SpECTRE executables can write checkpoints that save their instantaneous state to disc; the execution can be restarted later from a saved checkpoint. This feature is useful for expensive simulations that would run longer than the wallclock limits on a supercomputer system.

Executables can checkpoint when:

The default_phase_order member variable in the Metavariables includes a WriteCheckpoint phase.
The WriteCheckpoint phase is run by a PhaseControl specified in the Metavariables and the input file. The two supported ways of running the checkpoint phase are:
- with CheckpointAndExitAfterWallclock. This is the recommended phase control for checkpointing, because it writes only one checkpoint before cleanly terminating the code. This reduces the disc space taken up by checkpoint files and stops using up the allocation's CPU-hours on work that would be redone anyway after the run is restarted. The executable will return exit code 2 when it terminates from CheckpointAndExitAfterWallclock, meaning it is incomplete and should continue from the checkpoint. See Parallel::ExitCode for a definition of all exit code.
- using VisitAndReturn(WriteCheckpoint). This is useful for writing more frequent checkpoint files, which could help when debugging a run by restarting it from just before the failure.

To restart an executable from a checkpoint file, run a command like this:

./MySpectreExecutable +restart Checkpoints/Checkpoint_0123

where the 0123 should be the number of the checkpoint to restart from. You can also use the command-line interface (CLI) for restarting:

./spectre run INPUT_FILE --from-last-checkpoint Checkpoints/

There are a number of caveats in the current implementation of checkpointing and restarting:

The same binary must be used when writing the checkpoint and when restarting from the checkpoint. If a different binary is used to restart the code, there are no guarantees that the code will restart or that the continued execution will be correct.
The code must be restarted on the same hardware configuration used when writing the checkpoint — this means the same number of nodes with the same number of processors per node.
When using CheckpointAndExitAfterWallclock to trigger checkpoints, note that the elapsed wallclock time is checked only when the PhaseControl is run, i.e., at global synchronization points defined in the input file. This means that to write a checkpoint in the 30 minutes before the end of a job's queue time, the triggers in the input file must trigger global synchronizations at least once every 30 minutes (and probably 2-3 times so there is a margin for the time to write files to disc, etc). It is currently up to the user to find the balance between too-frequent synchronizations (that slow the code) and too-infrequent synchronizations (that won't allow checkpoints to be written).

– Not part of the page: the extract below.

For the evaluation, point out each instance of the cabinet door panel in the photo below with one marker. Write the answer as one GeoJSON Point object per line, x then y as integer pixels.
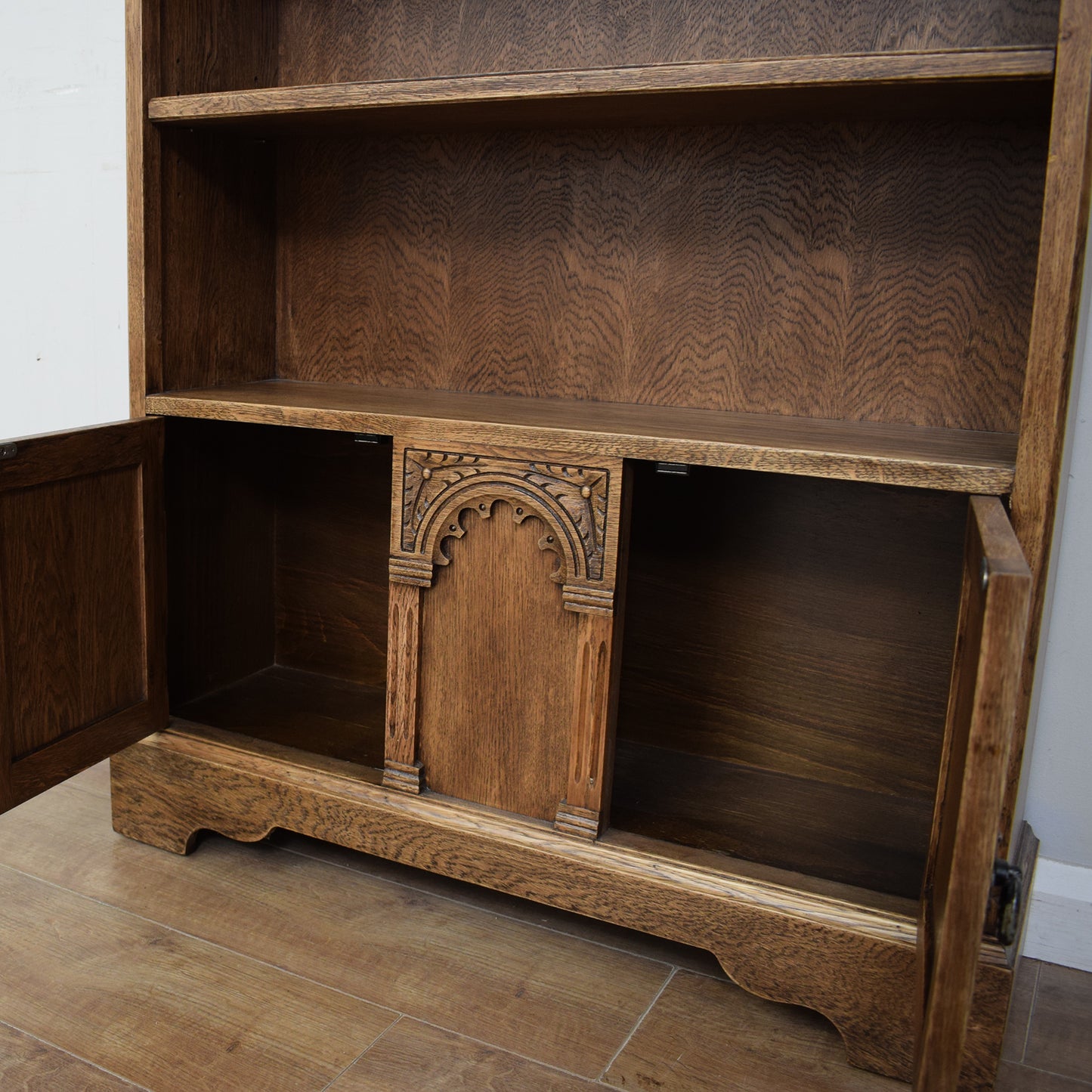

Certain simulation parameters can be modified when restarting from a checkpoint file. This is done by parsing a new input file containing just those options to modify; all other options will preserve their value from the original run.

Note, however, that not all tags are permitted to be modified: in the current implementation, only tags from the const_global_cache_tags that also have a member variable static constexpr bool is_overlayable = true; can be modified. The reason for this "opt-in" design is that in general, most tags interact with past or current simulation data in a way that would invalidate the simulation state if the tag were modified on restart (example: changing the domain invalidates all spatial data, changing the timestepper invalidates the history). Only tags that do not interact with the state should be permitted to be updated. For example: activation thresholds on various algorithms, or frequency of data observation, are safe parameters to modify.

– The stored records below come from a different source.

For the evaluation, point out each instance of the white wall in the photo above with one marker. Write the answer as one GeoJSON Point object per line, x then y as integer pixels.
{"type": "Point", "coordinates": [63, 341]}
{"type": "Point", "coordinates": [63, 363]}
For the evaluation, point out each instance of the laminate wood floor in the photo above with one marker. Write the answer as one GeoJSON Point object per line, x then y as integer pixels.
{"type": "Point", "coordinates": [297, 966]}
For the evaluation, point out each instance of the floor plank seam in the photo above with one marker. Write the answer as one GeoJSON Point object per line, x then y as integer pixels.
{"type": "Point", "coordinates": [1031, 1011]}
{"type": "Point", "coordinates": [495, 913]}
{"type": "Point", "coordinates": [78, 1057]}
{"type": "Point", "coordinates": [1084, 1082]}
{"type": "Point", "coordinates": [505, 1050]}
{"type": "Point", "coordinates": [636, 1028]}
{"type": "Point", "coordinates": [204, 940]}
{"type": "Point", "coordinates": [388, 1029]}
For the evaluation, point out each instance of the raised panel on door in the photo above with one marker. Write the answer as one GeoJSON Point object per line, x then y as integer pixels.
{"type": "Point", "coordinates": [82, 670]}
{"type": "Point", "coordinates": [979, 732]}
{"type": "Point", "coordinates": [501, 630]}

The executable will update the global cache with new input file values during the phase UpdateOptionsAtRestartFromCheckpoint. The CheckpointAndExitAfterWallclock phase control automatically directs code flow to this phase after a restart.

In this option-updating phase, the code tries to read an "overlay" input file whose name is computed from the original input file and the number of the checkpoint used to restart. Say the original input file is path/to/Input.yaml and the code is restarted using a checkpoint +restart Checkpoints/Checkpoint_0123, then the overlay input file to read has name path/to/Input.overlay_0123.yaml. If this file does not exist, the executable continues with previous parameter values.